OpenAI showcases the real time 'magic' of GPT-4o

“Omnimodel” makes ChatGPT more accessible

AI Chat

Image:
AI Chat

OpenAI debuted GPT-4o yesterday which the company hopes will offer users a more human like interaction in real time via live voice conversation, video streams and text.

The model will roll out over the next few weeks and will be free for all users through both the GPT app and the web interface. Users who subscribe to OpenAI's paid tiers, which start at $20 per month, will be able to make more requests.

OpenAI CTO Mira Murati, leading the live demonstration said:

"GPT-4o reasons across voice, text and vision, and this is incredibly important, because we're looking at the future of interaction between ourselves and machines."

Whilst GPT-4 provided multiple ways to interact with OpenAIs products, these were only accessible via separate models. This delayed response times and increased computing costs.

GPT-4o now offers all of these capabilities in a single "onmimodel." This should lead to faster responses and smoother transitions between tasks.

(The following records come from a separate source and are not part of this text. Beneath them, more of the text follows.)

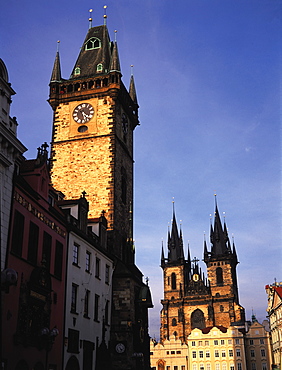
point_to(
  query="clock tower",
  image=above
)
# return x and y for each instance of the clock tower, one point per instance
(192, 300)
(92, 140)
(92, 152)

The new release makes ChatGPT more accesible because it allows users to interact with the chatbot as they would a digital assistant like Siri or Alexa.

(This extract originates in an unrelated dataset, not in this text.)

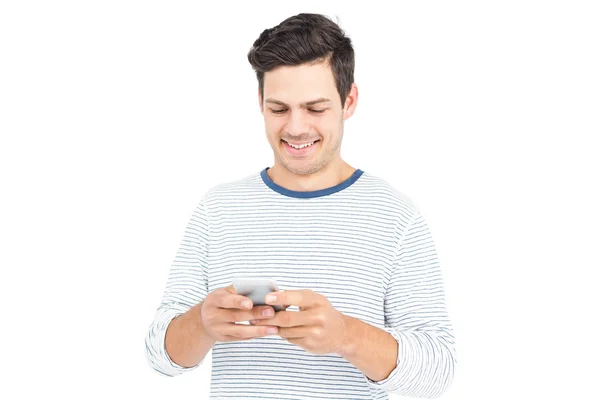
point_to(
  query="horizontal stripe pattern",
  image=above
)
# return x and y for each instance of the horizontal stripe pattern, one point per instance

Users can even ask GPT-4o powered ChatGPT a question and interrupt it while it's answering which will then prompt the model to reassess its answer. In addition to the real-time responsiveness, OpenAI claims that the model can pick up on nuances in a user's voice and fine tune its response in "a range of different emotive styles."

OpenAI CEO Sam Altman said the new technology "feels like magic", writing in a blog post that it was "the best computer interface" he had ever used.

"It feels like AI from the movies; and it's still a bit surprising to me that it's real," he wrote.

"The original ChatGPT showed a hint of what was possible with language interfaces; this new thing feels viscerally different. It is fast, smart, fun, natural, and helpful."

GPT-4o also boasts enhanced translation capabilities, now being conversant with around 50 languages.

Nonetheless, OpenAI is clearly wary about the potential of such user-friendly voice interaction because the company has said it plans to first launch support for GPT4o's voice capabilities to "a small group of trusted partners" over the next few weeks.

OpenAI is trying to address some of the shortcomings of chatbots such as their propensity to hallucinate or simply make things up. In a blog post accompanying the launch, OpenAI explained that GPT-4o has been extensively tested to identify risks arising from bias and misinformation.

"GPT-4o has also undergone extensive external red teaming with 70+ external experts in domains such as social psychology, bias and fairness, and misinformation to identify risks that are introduced or amplified by the newly added modalities. We used these learnings to build out our safety interventions in order to improve the safety of interacting with GPT-4o. We will continue to mitigate new risks as they're discovered."

Murati also said during the demonstration:

"GPT-4o presents new challenges for us when it comes to safety, because we're dealing with real-time audio, real-time vision and our team has been hard at work, figuring out how to build in mitigations against misuse. We continue to work with different stakeholders out there from government, media, entertainment, all industries, red-teamers, and civil society about how to best bring these technologies into the world."

Whilst the demonstration was clearly tightly managed, it didn't go perfectly. The chatbot started to solve an equation it wasn't shown and mistook an image of a smiling man for a wooden surface.

The timing of the event has also been noted. Today, Google is due to announce its latest GenAI developments at its annual conference, Google I/O.